Geekonic – Data Compression

What is data compression?

Data compression is a set of steps for packing data into a smaller space by reducing the number of bits needed to represent data while allowing for the original data to be seen again.

Compressing data can save storage capacity, speed up file transfer, and decrease costs for storage hardware and network bandwidth.

The design of data compression schemes involves trade-offs among various factors, for example, the degree of compression, the amount of distortion introduced, the computational resources required for compression and decompression etc.

How compression works

Compression is performed by a program that uses a formula or algorithm to determine how to shrink the size of the data.

Data compression may be lossy or lossless.

  •    Lossless Compression:

Lossless compression enables the restoration of a file to its original state, without the loss of a single bit of data, when the file is decompressed.
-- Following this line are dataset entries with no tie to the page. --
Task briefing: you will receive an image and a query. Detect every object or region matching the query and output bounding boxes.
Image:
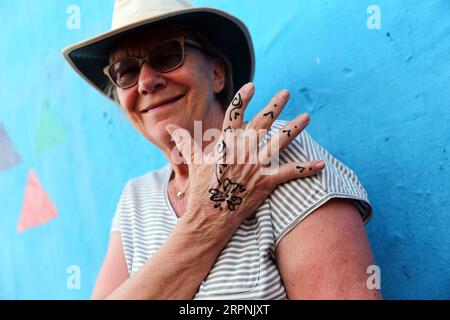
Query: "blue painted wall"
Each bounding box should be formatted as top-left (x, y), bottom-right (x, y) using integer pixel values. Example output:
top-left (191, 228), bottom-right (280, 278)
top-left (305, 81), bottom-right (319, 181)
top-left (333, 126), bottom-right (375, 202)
top-left (0, 0), bottom-right (450, 299)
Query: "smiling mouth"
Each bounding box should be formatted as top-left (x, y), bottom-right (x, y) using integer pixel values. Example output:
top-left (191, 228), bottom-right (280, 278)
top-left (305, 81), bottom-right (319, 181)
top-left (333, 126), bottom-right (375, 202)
top-left (141, 94), bottom-right (184, 113)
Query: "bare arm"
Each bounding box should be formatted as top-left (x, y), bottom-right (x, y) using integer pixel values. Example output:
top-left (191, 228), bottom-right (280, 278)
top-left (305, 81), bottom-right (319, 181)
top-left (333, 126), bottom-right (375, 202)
top-left (277, 199), bottom-right (381, 299)
top-left (92, 84), bottom-right (325, 299)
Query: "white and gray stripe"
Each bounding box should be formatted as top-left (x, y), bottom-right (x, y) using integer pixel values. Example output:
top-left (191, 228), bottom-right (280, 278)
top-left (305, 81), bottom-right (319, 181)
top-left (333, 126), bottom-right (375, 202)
top-left (111, 120), bottom-right (372, 299)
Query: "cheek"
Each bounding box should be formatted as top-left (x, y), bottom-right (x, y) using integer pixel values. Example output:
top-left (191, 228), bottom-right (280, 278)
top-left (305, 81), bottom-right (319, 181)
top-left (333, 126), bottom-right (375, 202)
top-left (117, 89), bottom-right (142, 128)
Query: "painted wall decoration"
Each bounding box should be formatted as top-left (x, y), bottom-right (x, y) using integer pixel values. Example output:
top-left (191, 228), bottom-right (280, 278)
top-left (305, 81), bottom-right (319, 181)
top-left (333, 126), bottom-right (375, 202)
top-left (0, 0), bottom-right (450, 299)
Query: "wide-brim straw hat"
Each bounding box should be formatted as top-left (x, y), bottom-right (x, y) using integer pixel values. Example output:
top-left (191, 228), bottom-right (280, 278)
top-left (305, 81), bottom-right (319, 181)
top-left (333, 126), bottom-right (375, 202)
top-left (62, 0), bottom-right (255, 103)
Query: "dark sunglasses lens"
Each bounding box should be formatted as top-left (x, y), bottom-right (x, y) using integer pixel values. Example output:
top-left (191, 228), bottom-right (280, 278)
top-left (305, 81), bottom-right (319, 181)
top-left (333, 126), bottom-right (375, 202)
top-left (109, 58), bottom-right (141, 88)
top-left (149, 40), bottom-right (183, 72)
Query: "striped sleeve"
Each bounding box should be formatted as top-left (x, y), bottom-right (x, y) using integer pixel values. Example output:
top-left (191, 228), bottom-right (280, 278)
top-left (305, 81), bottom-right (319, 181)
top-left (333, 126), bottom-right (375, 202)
top-left (110, 210), bottom-right (120, 232)
top-left (265, 120), bottom-right (372, 246)
top-left (110, 182), bottom-right (130, 232)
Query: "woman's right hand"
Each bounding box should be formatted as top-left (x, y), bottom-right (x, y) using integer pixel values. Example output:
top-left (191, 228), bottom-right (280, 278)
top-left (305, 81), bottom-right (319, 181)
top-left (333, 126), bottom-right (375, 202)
top-left (166, 83), bottom-right (325, 236)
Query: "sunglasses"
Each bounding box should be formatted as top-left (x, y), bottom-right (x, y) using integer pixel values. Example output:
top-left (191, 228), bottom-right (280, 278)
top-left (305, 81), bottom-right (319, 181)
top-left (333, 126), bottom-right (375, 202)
top-left (103, 37), bottom-right (203, 89)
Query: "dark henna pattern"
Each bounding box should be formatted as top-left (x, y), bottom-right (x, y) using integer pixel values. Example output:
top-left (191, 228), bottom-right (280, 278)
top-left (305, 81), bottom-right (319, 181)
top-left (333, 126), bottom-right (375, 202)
top-left (208, 140), bottom-right (246, 211)
top-left (223, 126), bottom-right (233, 132)
top-left (208, 178), bottom-right (245, 211)
top-left (230, 93), bottom-right (242, 121)
top-left (281, 126), bottom-right (297, 137)
top-left (263, 111), bottom-right (273, 119)
top-left (295, 166), bottom-right (305, 173)
top-left (216, 140), bottom-right (227, 184)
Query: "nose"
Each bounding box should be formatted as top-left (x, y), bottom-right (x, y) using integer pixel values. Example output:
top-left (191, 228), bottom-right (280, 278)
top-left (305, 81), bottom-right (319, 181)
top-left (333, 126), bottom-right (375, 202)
top-left (138, 62), bottom-right (167, 95)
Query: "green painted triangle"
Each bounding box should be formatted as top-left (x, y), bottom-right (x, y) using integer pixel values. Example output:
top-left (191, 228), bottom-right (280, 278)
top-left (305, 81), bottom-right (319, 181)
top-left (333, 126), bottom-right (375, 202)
top-left (34, 102), bottom-right (65, 153)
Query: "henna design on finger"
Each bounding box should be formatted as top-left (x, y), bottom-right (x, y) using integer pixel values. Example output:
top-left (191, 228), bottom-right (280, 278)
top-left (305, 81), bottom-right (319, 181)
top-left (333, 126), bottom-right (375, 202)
top-left (295, 166), bottom-right (306, 173)
top-left (281, 126), bottom-right (298, 137)
top-left (208, 140), bottom-right (246, 211)
top-left (208, 178), bottom-right (245, 211)
top-left (263, 111), bottom-right (273, 119)
top-left (223, 126), bottom-right (233, 132)
top-left (295, 166), bottom-right (312, 173)
top-left (216, 140), bottom-right (227, 184)
top-left (229, 92), bottom-right (242, 121)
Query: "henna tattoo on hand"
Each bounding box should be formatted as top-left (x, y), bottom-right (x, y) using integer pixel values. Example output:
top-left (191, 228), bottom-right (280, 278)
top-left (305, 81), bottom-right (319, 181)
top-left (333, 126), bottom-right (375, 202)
top-left (263, 111), bottom-right (273, 119)
top-left (208, 178), bottom-right (245, 211)
top-left (295, 166), bottom-right (312, 173)
top-left (208, 140), bottom-right (246, 211)
top-left (230, 93), bottom-right (242, 121)
top-left (281, 126), bottom-right (298, 137)
top-left (223, 126), bottom-right (233, 132)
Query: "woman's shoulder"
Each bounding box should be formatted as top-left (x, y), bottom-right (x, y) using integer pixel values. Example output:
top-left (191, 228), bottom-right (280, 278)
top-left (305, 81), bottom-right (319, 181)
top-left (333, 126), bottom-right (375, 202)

It is done by eliminating data redundancy.  Data redundancy is a condition created within a database or data storage environment in which the same piece of data is held in multiple places.

By eliminating redundancy, you are left with just one instance of each bit of data.
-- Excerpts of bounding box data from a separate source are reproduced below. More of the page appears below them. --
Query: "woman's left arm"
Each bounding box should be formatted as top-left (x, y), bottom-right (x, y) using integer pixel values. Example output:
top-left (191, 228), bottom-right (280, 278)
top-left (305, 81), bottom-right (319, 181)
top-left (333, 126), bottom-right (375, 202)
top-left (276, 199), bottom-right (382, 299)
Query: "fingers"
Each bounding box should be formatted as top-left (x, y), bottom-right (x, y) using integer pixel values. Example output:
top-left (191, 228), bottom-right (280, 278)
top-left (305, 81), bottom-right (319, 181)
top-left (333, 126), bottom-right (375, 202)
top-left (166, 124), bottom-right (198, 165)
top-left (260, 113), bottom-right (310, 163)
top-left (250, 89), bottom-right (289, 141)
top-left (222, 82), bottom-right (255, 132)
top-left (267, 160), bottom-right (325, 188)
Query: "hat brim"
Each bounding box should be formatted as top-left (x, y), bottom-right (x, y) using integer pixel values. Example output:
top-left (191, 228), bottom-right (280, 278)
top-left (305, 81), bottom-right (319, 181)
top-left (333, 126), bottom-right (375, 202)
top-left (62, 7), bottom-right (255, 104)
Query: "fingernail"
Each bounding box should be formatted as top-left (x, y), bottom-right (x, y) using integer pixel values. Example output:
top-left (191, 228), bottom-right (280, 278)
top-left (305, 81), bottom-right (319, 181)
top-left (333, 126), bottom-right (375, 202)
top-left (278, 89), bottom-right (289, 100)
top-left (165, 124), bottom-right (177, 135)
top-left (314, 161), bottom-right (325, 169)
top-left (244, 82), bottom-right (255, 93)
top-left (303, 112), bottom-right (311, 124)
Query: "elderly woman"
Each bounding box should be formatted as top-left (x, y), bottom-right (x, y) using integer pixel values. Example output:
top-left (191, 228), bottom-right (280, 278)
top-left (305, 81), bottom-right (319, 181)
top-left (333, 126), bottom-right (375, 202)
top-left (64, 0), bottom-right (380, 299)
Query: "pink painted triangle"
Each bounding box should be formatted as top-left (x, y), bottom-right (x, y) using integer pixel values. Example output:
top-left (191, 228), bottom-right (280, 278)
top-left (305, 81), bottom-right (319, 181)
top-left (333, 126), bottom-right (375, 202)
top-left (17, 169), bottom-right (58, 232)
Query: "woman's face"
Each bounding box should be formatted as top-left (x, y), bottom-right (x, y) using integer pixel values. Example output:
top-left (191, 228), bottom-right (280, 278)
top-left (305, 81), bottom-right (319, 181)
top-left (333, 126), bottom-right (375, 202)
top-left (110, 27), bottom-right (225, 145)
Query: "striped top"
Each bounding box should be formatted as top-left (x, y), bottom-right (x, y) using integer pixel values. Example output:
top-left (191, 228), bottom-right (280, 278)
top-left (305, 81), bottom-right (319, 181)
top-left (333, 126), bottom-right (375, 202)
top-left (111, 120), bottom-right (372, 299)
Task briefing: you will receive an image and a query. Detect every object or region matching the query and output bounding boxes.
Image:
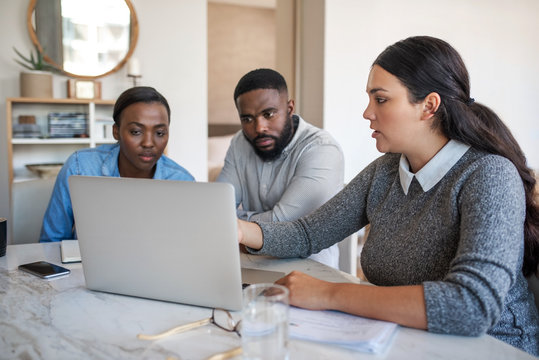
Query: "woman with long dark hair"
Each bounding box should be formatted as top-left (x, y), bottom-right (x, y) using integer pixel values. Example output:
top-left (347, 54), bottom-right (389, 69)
top-left (239, 36), bottom-right (539, 355)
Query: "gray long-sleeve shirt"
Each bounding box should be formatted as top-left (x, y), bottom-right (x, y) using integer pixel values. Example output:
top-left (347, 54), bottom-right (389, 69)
top-left (253, 144), bottom-right (539, 355)
top-left (217, 116), bottom-right (344, 268)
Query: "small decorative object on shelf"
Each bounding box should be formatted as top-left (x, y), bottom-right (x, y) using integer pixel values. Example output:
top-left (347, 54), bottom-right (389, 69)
top-left (127, 58), bottom-right (142, 87)
top-left (67, 79), bottom-right (101, 99)
top-left (13, 46), bottom-right (58, 98)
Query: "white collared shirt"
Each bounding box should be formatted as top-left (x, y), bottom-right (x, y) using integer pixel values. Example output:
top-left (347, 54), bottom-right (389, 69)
top-left (399, 140), bottom-right (470, 195)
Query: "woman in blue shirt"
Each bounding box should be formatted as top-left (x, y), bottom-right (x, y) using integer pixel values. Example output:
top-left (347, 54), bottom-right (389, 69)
top-left (40, 86), bottom-right (194, 242)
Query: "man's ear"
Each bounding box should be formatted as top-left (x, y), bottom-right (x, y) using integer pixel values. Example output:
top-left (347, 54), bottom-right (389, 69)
top-left (287, 99), bottom-right (296, 116)
top-left (112, 123), bottom-right (120, 140)
top-left (421, 92), bottom-right (442, 120)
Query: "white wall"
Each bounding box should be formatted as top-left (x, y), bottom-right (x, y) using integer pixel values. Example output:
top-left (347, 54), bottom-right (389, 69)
top-left (324, 0), bottom-right (539, 181)
top-left (0, 0), bottom-right (208, 228)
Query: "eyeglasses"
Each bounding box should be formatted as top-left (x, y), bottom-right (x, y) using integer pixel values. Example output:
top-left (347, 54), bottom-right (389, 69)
top-left (137, 308), bottom-right (241, 340)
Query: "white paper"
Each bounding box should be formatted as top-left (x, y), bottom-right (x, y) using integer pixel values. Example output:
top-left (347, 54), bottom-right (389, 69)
top-left (289, 307), bottom-right (397, 353)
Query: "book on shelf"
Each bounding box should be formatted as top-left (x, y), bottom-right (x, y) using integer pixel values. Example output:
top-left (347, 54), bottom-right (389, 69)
top-left (47, 112), bottom-right (88, 138)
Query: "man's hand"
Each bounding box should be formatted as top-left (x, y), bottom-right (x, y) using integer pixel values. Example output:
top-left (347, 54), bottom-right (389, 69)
top-left (275, 271), bottom-right (333, 310)
top-left (238, 219), bottom-right (264, 250)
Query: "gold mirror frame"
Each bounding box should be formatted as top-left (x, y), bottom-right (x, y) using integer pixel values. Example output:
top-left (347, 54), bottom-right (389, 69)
top-left (26, 0), bottom-right (139, 80)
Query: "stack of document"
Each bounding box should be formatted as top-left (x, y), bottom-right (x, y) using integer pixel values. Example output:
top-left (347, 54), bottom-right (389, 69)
top-left (289, 306), bottom-right (397, 354)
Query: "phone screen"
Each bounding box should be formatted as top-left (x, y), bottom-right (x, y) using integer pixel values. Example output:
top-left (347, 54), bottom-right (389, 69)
top-left (19, 261), bottom-right (71, 279)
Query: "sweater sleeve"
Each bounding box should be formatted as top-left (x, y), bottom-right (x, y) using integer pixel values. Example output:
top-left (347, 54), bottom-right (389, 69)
top-left (423, 156), bottom-right (525, 336)
top-left (253, 157), bottom-right (376, 258)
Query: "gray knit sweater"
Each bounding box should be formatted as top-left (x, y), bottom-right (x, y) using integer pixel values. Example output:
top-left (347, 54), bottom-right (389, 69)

For example, data containing “AAAAABBBB” can be compressed into “5A4B”. This type of compression is called “run-length encoding” because the “run” of a character is defined. In the above example, there are two runs: one of 5 A’s, another of 4 B’s.

However, run-length encoding only works on long pieces of the same value of data. If your data contains “ABBAABAAB”, run-length encoding would yield “1A2B2A1B2A1B”; which is longer than the original. Here another method can be used: checking how often a particular value comes up in the whole data package, called frequency compression.
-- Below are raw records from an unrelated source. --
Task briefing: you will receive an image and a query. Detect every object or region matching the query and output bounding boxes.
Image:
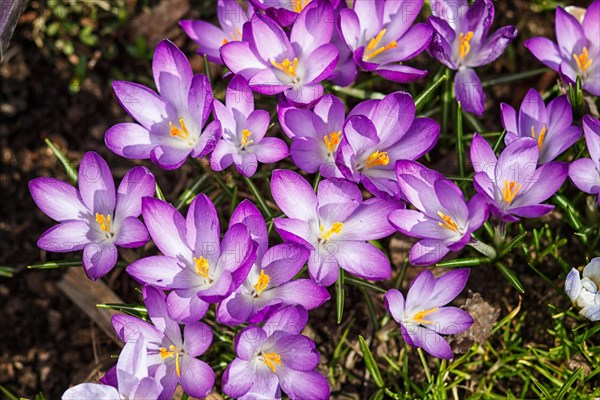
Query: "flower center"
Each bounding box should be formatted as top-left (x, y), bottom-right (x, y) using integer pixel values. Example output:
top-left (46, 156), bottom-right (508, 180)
top-left (160, 345), bottom-right (181, 377)
top-left (319, 222), bottom-right (344, 241)
top-left (241, 129), bottom-right (254, 149)
top-left (365, 150), bottom-right (390, 168)
top-left (573, 47), bottom-right (592, 74)
top-left (502, 179), bottom-right (523, 204)
top-left (412, 307), bottom-right (439, 325)
top-left (96, 213), bottom-right (110, 232)
top-left (292, 0), bottom-right (310, 13)
top-left (531, 125), bottom-right (546, 151)
top-left (271, 58), bottom-right (298, 78)
top-left (323, 131), bottom-right (342, 154)
top-left (254, 269), bottom-right (271, 296)
top-left (221, 26), bottom-right (242, 46)
top-left (363, 29), bottom-right (398, 61)
top-left (262, 353), bottom-right (281, 372)
top-left (438, 211), bottom-right (459, 233)
top-left (458, 31), bottom-right (473, 60)
top-left (169, 118), bottom-right (190, 140)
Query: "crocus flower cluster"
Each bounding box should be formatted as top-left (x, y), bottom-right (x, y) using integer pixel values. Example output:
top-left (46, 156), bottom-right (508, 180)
top-left (385, 269), bottom-right (473, 359)
top-left (523, 0), bottom-right (600, 96)
top-left (565, 257), bottom-right (600, 321)
top-left (428, 0), bottom-right (517, 116)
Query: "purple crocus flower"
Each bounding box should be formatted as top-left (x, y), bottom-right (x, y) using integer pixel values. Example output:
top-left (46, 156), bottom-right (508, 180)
top-left (223, 306), bottom-right (329, 400)
top-left (569, 115), bottom-right (600, 205)
top-left (471, 134), bottom-right (568, 222)
top-left (336, 92), bottom-right (440, 197)
top-left (127, 194), bottom-right (256, 322)
top-left (340, 0), bottom-right (433, 83)
top-left (428, 0), bottom-right (517, 116)
top-left (62, 333), bottom-right (166, 400)
top-left (277, 94), bottom-right (346, 178)
top-left (523, 0), bottom-right (600, 96)
top-left (29, 151), bottom-right (155, 280)
top-left (500, 89), bottom-right (581, 164)
top-left (105, 40), bottom-right (221, 169)
top-left (179, 0), bottom-right (254, 64)
top-left (210, 75), bottom-right (289, 177)
top-left (112, 286), bottom-right (215, 399)
top-left (384, 268), bottom-right (473, 359)
top-left (388, 161), bottom-right (488, 265)
top-left (221, 1), bottom-right (338, 106)
top-left (217, 200), bottom-right (329, 325)
top-left (271, 170), bottom-right (401, 286)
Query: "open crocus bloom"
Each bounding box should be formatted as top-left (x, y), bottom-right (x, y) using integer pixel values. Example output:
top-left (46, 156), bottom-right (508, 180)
top-left (277, 94), bottom-right (346, 178)
top-left (388, 161), bottom-right (488, 265)
top-left (62, 333), bottom-right (167, 400)
top-left (179, 0), bottom-right (254, 64)
top-left (221, 1), bottom-right (338, 106)
top-left (500, 89), bottom-right (581, 164)
top-left (336, 92), bottom-right (440, 197)
top-left (385, 268), bottom-right (473, 359)
top-left (524, 0), bottom-right (600, 96)
top-left (471, 134), bottom-right (568, 222)
top-left (223, 306), bottom-right (329, 400)
top-left (271, 170), bottom-right (401, 286)
top-left (217, 200), bottom-right (329, 325)
top-left (127, 194), bottom-right (256, 322)
top-left (112, 287), bottom-right (215, 399)
top-left (565, 257), bottom-right (600, 321)
top-left (105, 40), bottom-right (221, 169)
top-left (569, 115), bottom-right (600, 205)
top-left (210, 75), bottom-right (289, 177)
top-left (428, 0), bottom-right (517, 116)
top-left (29, 151), bottom-right (155, 280)
top-left (340, 0), bottom-right (432, 83)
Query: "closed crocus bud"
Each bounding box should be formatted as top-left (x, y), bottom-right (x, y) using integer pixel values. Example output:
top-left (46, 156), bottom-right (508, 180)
top-left (565, 257), bottom-right (600, 321)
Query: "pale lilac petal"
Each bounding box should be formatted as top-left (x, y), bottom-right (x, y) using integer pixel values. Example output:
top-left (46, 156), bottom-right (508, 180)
top-left (29, 178), bottom-right (90, 221)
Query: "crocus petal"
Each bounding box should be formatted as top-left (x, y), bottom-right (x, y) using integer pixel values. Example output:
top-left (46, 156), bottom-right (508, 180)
top-left (37, 220), bottom-right (91, 253)
top-left (152, 39), bottom-right (193, 110)
top-left (83, 243), bottom-right (119, 280)
top-left (179, 355), bottom-right (215, 398)
top-left (454, 68), bottom-right (485, 117)
top-left (142, 197), bottom-right (192, 260)
top-left (271, 170), bottom-right (317, 221)
top-left (29, 178), bottom-right (90, 221)
top-left (523, 36), bottom-right (562, 71)
top-left (332, 241), bottom-right (392, 280)
top-left (78, 151), bottom-right (116, 215)
top-left (115, 167), bottom-right (156, 218)
top-left (104, 122), bottom-right (156, 160)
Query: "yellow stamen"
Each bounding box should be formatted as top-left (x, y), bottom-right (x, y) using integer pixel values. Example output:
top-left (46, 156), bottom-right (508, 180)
top-left (573, 47), bottom-right (592, 74)
top-left (160, 345), bottom-right (181, 377)
top-left (254, 269), bottom-right (271, 294)
top-left (413, 307), bottom-right (439, 325)
top-left (169, 118), bottom-right (190, 139)
top-left (263, 353), bottom-right (281, 372)
top-left (271, 58), bottom-right (298, 78)
top-left (531, 125), bottom-right (546, 151)
top-left (292, 0), bottom-right (310, 13)
top-left (363, 29), bottom-right (398, 61)
top-left (323, 131), bottom-right (342, 154)
top-left (438, 211), bottom-right (458, 233)
top-left (502, 179), bottom-right (523, 204)
top-left (96, 213), bottom-right (110, 232)
top-left (458, 31), bottom-right (473, 60)
top-left (194, 257), bottom-right (208, 278)
top-left (242, 129), bottom-right (254, 148)
top-left (319, 222), bottom-right (344, 240)
top-left (365, 151), bottom-right (390, 168)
The most common kind of frequency compression is called Huffman coding. The basic idea is to give each distinct value in a piece of data a code: more frequent values get shorter codes, less frequent ones get longer codes.

Lossless compression is the typical approach with executables, and text and spreadsheet files, where the loss of data would change the information.

Examples of lossless compression:

Archiving formats: Zip, GZip, bZip2, 7-Zip, etc.

Images/diagrams: GIF, PNG, PCX

Video: HEVC, MPEG-4 AVC

  •    Lossy compression

Lossy compression permanently eliminates bits of data that are redundant, unimportant or imperceptible.

Lossy compression is used for graphics, audio, video, and images, where the removal of some data bits has little or no discernible effect on the representation of the content.

A downside to this method is a reduction in quality if you compress the same file over and over again using the lossy method.

Examples of lossy compression:

Images: JPEG

Audio: MP3, Windows Media

Video: MPEG, DivX, Windows Video

  • Lossy vs Lossless

While the performance of lossless compression is measured by its degree of compression, lossy compression is evaluated on the basis of the error it introduces.

Several compression techniques are used today, for example, Burrows-Wheeler technique, Huffman encoding, Entropy encoding etc.

Most cannot stand on their own but must be combined together to form a compression algorithm. Examples of compression algorithms include LZW and its various improvisations, DEFLATE etc.